A Health Canada official yesterday defended the action taken last February, saying given the severe nature of the adverse events, prudence was required. "We were talking about potential deaths in children, therefore we felt that it was the most appropriate action at that time," said Dr. Marc Berthiaume, director of Health Canada's marketed pharmaceuticals division.

Word that Adderall XR will soon be available again was greeted with relief by patients who had responded well to the drug, and their doctors. Many were highly critical of Health Canada's initial, unexpected decision to withdraw the medication.
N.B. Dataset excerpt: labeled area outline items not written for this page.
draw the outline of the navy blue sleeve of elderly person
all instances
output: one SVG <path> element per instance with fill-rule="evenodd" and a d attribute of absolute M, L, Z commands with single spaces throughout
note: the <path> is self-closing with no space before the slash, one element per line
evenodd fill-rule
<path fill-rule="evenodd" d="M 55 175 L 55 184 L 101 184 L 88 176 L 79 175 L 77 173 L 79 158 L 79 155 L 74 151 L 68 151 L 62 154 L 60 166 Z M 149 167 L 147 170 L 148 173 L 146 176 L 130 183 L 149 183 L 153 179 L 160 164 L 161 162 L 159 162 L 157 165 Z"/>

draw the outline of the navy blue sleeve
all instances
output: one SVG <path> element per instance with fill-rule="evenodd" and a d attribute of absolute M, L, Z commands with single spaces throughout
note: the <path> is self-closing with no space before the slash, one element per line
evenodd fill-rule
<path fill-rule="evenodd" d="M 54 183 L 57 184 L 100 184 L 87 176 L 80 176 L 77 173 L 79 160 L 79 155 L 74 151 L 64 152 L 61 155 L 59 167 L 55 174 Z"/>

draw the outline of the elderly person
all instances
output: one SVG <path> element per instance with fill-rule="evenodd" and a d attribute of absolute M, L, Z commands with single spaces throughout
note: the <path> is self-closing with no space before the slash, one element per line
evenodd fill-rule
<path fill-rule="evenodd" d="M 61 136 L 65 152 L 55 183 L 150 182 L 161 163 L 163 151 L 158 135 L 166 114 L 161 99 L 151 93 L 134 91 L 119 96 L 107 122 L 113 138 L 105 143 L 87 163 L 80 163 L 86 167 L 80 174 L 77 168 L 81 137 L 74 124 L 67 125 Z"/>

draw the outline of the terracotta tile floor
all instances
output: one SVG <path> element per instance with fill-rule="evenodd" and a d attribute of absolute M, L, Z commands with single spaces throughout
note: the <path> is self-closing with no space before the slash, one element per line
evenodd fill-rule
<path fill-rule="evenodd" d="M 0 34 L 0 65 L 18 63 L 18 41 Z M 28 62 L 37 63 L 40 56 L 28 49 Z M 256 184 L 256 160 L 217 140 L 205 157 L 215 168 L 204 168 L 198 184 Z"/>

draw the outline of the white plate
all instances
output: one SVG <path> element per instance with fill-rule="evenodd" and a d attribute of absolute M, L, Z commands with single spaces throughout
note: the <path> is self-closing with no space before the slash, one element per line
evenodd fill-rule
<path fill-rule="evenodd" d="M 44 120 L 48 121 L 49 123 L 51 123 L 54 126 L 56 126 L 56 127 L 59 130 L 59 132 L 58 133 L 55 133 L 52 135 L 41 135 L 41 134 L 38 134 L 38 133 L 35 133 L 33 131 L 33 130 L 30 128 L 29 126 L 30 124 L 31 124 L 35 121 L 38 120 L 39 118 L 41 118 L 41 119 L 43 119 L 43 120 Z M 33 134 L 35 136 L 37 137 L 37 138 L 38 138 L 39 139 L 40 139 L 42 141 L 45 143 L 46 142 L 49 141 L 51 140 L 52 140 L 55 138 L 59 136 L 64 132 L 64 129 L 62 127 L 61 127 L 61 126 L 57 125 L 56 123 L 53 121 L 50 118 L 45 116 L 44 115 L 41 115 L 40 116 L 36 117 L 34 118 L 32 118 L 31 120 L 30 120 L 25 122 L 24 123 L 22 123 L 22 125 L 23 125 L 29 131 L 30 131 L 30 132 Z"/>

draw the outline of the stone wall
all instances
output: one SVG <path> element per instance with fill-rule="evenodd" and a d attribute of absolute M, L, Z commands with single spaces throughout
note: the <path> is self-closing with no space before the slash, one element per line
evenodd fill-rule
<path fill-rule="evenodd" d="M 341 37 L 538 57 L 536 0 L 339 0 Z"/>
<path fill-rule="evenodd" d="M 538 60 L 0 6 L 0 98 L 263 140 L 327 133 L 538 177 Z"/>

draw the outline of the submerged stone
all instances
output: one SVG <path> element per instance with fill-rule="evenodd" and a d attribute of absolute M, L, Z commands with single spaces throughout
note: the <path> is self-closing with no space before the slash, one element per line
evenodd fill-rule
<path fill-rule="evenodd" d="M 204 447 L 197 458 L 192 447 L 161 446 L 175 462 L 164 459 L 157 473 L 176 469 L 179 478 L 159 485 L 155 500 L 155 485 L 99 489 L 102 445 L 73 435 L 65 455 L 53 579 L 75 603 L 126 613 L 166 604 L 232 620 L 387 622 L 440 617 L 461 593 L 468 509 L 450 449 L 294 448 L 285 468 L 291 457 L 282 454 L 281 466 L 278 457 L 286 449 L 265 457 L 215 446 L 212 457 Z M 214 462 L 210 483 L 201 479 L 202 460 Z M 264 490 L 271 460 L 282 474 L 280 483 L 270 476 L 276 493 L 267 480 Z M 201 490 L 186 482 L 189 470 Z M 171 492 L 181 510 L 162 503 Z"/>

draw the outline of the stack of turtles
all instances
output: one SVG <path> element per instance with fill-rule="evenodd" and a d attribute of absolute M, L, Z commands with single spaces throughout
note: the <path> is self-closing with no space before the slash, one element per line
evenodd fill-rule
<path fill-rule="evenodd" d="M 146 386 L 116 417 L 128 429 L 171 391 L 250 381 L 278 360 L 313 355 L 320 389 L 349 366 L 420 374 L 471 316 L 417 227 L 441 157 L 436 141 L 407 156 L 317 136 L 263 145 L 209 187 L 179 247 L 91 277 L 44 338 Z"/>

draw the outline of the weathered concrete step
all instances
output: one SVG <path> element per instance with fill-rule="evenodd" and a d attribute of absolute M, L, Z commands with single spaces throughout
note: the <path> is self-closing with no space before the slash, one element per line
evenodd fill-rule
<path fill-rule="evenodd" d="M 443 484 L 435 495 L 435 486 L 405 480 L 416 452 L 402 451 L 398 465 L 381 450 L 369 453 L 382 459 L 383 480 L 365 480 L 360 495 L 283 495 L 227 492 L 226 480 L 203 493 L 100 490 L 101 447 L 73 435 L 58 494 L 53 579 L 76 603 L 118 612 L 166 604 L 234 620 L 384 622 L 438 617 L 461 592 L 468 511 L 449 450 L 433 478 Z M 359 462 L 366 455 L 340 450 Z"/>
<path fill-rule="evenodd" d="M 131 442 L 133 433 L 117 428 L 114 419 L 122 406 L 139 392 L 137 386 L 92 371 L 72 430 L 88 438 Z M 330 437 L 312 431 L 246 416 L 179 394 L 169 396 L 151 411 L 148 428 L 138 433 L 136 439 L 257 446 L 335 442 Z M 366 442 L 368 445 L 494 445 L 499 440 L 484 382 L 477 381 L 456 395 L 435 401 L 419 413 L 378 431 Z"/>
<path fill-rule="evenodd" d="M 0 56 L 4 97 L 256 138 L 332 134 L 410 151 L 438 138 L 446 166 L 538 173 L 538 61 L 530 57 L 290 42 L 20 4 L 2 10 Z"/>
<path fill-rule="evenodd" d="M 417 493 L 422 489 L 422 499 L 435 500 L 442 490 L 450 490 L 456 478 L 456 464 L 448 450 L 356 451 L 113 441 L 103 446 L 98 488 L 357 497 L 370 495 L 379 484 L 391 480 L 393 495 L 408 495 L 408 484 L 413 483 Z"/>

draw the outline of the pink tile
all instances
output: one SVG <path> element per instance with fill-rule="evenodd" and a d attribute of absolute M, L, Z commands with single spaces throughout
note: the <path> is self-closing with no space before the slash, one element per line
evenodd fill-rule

"It's been hell," Dr. Umesh Jain, a psychiatrist at the Centre for Addiction and Mental Health in Toronto who specializes in treating patients with ADHD, said of the upheaval caused by Health Canada's decision. "As a researcher who deals with ADHD and impulsive people, my first instinct was: 'We should medicate Health Canada, for God's sake. What's wrong with these people? Where were their heads?' "

One of his patients, Johnny Epstein, said he was thrown into a crisis when the decision to disallow sales was made. "I had a panic the way I would imagine a crack addict would have a panic if he just heard his dealer had gotten busted. It was: 'What am I going to do now?' " said Mr. Epstein, 36, a Toronto-based computer-software developer.

"To me, this is a life blood that I've just been denied."

Mr. Epstein managed to stay on the drug by flying to the United States to see a specialist who gave him a prescription he filled in the United States. He estimates he spent between $3,000 and $4,000 to obtain the medication in the intervening months.

"To be completely honest . . . I would have gone to any place on Earth to get this medicine. If they had told me I needed to fly to Slovakia to get it, I would have done that," he said.

The drug's roller-coaster ride began last summer, when Shire approached the FDA seeking approval to market Adderall to adults, as well as children. It was granted that right, and provided the U.S. agency with safety data that showed the small number of serious adverse events in people using the medication. The manufacturer and the FDA agreed the drug's packaging should be changed to warn it should not be used by people with structural heart abnormalities. Most of the people who suffered the adverse events had these heart defects.

In November, Shire approached Health Canada asking to make a similar change to the product monograph for Adderall XR. The agency's decision to withdraw the drug from the market was based on the safety data submitted with that request.

"The adverse events that were identified are very rare, but they are also catastrophic," the then-director-general of the therapeutic products directorate, Dr. Robert Peterson, said at the time.

Shire effectively appealed the decision, asking that an expert panel -- called a "new drug committee" under the applicable Health Canada regulations -- be set up to review the evidence and the decision.

"The NDC came to the conclusion that there was not enough evidence of an increased harm from Adderall, compared to other therapies available," said Health Canada spokesperson Jirina Vlk.

Mr. Cabrey said Adderall XR's product monograph will be changed to include the warning that the U.S. regulator approved last summer.